22.3.12

Çukurun Sonu

Hayat nereye gidiyor acaba?  Sonunu sormuyorum bakın, biliyorum sonunun ölüm olduğunu. Sorun şu ki, 10 yazımın 8 inde hayatı ve ölümü ele alıyorum lan. Aslında yazma kabızı olduğum ve yazmak istediğim zamanlarda bu klişe konudan giriyorum, sonra da fal gibi açılıyor allahsız, ben de ne yazacaksam yazıyorum.

Hepimizin başlangıç hikayesi aynı. Bir şekilde babanız ve anneniz birbirleriyle biraz eğlenme ya da direkt sizleri yaratmaya karar vermişler, orada bir şeyler olmuş ve bir süre sonra siz olmuşsunuz. (Güzel bir başlangıcı var lan, aslında dinlesem mi devamını da?) Bu sizin seçimimiz değil. Bu manidar ebeveynlerinizin seçimi değil mi? Peki bu yaşımıza gelmiş olmanıza ve kararlarınızı kendiniz verebiliyor olmanıza rağmen neden hala anne ve babanızın aldığı karardan sapmıyorsunuz? Yaşam gibi ölümün de ardında farklı ve belki de daha güzel bir yer olup olmadığını nereden biliyorsunuz? Denemeden bilemezsiniz, denemeye değer mi?

Göt korkusu bi'tanem, göt korkusu. Yani korkunun illa ki götte olması gerekmiyor tabi de, deyiş öyle işte, ve 'göz korkusu'ndan daha etkili bir deyiş, çünkü mahremi ve küfür etmeyi çok seviyoruz. Bok var çünkü küfürde (oğlum kendimle çelişiyorum bayağıdır ses etmiyorsunuz orada mısınız?). Neyse, korku diyorduk değil mi? Korku zaten atacağın adımın altında aniden beliren bir çukur ve etrafında belediyenin bir uyarı işareti de yok. Görmezsen, düşmezsin. Gördüğün an düşersin. Bu halde gözüne gözüne sokulan (bak gözüne dedim işte) bir ölüm korkusu varken "ulan ölsek de bir baksak mı nasılmış oralar?" dememen çok normal, ben de demiyorum zaten. Sadece bunun nedenleri yok, oraya takılıyorum ben.

Sabah kalktın. Ne yaparsın? Öğrencisin diyelim. Eşekler gibi gidersin okuluna, girersin derslerine. Peki neden? Çünkü önce üniversiteye kapağı atman, sonra da işine başlaman gerekir değil mi? Peki neden? İyi bir hayatın olması için mi?

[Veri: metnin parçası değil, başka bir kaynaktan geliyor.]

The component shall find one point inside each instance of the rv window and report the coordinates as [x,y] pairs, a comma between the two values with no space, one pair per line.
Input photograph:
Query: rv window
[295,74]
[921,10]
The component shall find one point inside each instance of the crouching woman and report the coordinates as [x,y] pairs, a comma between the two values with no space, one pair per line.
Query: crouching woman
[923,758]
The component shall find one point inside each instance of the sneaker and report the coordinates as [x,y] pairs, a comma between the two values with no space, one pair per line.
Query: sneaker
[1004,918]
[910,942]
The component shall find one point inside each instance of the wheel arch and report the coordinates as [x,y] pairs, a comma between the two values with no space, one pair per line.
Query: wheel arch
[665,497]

Bir şans verilseydi bunları mı yapardın gerçekten? Tamam anladım, annen ve baban etmişler bir halt sen olmuşsun, peki sen niye bir halt edip ipleri eline almıyorsun? Bir hayatın var ve bu senin hayatın, benim değil -ki umrumda da değil-, ve onu bile rezil ediyorsun.

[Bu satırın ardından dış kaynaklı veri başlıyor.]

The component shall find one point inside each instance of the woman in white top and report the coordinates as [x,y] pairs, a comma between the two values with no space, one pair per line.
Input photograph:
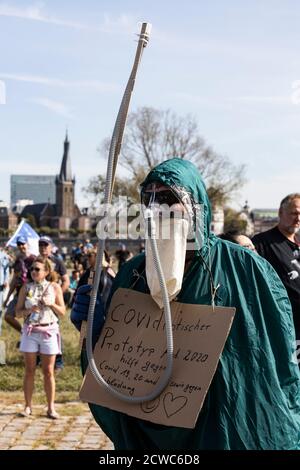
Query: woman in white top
[40,302]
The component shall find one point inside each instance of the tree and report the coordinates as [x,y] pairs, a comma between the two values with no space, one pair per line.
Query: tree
[153,136]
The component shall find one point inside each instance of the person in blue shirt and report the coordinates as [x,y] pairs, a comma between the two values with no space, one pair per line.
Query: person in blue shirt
[4,276]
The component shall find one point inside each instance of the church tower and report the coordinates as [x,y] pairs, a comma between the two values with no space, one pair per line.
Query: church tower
[65,187]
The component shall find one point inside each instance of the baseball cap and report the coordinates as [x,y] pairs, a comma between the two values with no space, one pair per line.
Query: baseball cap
[45,239]
[21,240]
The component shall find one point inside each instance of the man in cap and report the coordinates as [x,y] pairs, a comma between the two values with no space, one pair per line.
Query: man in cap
[21,275]
[253,401]
[281,247]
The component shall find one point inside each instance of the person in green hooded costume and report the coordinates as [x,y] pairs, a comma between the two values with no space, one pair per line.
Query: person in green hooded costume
[254,399]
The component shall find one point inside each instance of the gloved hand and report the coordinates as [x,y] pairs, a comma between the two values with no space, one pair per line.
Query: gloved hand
[80,310]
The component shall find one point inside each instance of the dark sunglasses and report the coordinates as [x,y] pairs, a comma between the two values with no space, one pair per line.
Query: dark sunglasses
[35,269]
[162,197]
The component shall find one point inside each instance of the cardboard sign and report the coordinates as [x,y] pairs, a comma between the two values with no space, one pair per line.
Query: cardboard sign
[131,356]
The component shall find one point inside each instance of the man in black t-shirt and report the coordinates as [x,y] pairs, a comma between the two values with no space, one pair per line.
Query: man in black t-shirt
[282,249]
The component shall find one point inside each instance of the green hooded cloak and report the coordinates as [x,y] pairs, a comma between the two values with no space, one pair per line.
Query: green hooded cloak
[254,399]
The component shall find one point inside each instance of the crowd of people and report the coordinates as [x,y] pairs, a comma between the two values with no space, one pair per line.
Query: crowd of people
[254,399]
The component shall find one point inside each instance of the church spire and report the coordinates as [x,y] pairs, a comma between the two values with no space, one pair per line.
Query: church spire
[65,173]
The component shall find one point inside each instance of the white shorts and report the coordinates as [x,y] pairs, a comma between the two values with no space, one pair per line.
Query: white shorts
[39,342]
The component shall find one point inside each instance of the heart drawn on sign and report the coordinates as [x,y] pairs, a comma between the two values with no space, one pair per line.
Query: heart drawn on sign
[173,405]
[150,406]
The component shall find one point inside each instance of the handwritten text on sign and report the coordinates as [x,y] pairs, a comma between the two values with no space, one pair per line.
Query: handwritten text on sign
[131,356]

Ne için yaşıyoruz bi'tanem? Yani, ikinci bir seçenek varken neden yaşıyoruz? Bir amaç uğruna mı yaşıyoruz, yoksa yaşamak en akıllıca şey olduğu için mi yaşıyoruz?

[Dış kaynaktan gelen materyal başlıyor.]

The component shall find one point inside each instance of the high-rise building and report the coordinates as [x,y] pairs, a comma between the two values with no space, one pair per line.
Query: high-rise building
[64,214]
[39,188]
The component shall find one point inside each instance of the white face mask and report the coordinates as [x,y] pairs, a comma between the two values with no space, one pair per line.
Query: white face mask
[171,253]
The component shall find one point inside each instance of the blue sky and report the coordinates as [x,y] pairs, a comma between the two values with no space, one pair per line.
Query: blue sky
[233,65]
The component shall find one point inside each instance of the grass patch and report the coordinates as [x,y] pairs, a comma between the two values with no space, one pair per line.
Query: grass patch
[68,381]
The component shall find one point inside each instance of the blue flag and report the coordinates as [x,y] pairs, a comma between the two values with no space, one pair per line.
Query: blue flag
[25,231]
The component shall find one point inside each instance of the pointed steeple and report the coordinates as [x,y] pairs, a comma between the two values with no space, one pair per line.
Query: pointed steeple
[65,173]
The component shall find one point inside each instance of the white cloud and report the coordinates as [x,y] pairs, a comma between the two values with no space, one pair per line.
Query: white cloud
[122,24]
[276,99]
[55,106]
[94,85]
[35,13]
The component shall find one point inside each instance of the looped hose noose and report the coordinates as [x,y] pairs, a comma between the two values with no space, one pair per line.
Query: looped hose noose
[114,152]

Bizi yaşamaya bağlayan şey bilememek aslında, terkedememek, bırakamamak, korkmak. Elimizde tek bir yaşam varsa onu ölüm gibi bir şeye harcadığımızda pişman olacaksak bunun geri dönüşü olmayacaktır. Bu yüzdendir ki biri bizi öldürmekle tehdit ettiğinde ve bunu yaparken ciddi olduğunda onurumuzu, inancımızı ve hayatımızı satarız. Ses çıkarmayız ırzımıza geçilmesine, dayağa, işkenceye. Susacağımıza yemin ederiz ve gözümüzü (burada göz olmadı lan pek) kurtarmak için her pisliğe tek tek katlanırız. Bence hayatınız birileri istemediğiniz ve incineceğiniz şeyleri yüzünüze karşı yaptığı ve buna göz yumduğunuz an bitiyor, bu yüzden kurtardığınız şey sadece gözünüz oluyor, hayatınız değil.

Peki, diyelim kurtardık gözü. Ne yapacaktık veya ne yaptık da bunca şey çekecek kadar değere bindi hayatımız?

Hayat, keşkeler zinciridir. Bir şeyi yapamamakla yapabilecek olmak fakat istememek apayrı şeylerdir. Bu da insanın tamamen kendini rahatlatması ve bir yerde kandırmasıyla ilgildir, sonuçta o şey asla yapılmayacaktır, yalnızca 'belki bir gün yaparım la ne güzel' düşüncesi bizi rahatlatmaktadır. Çünkü sonlar her zaman duygusaldır ve insanın böğrüne bir domuz gibi oturur, yutkunamazsınız.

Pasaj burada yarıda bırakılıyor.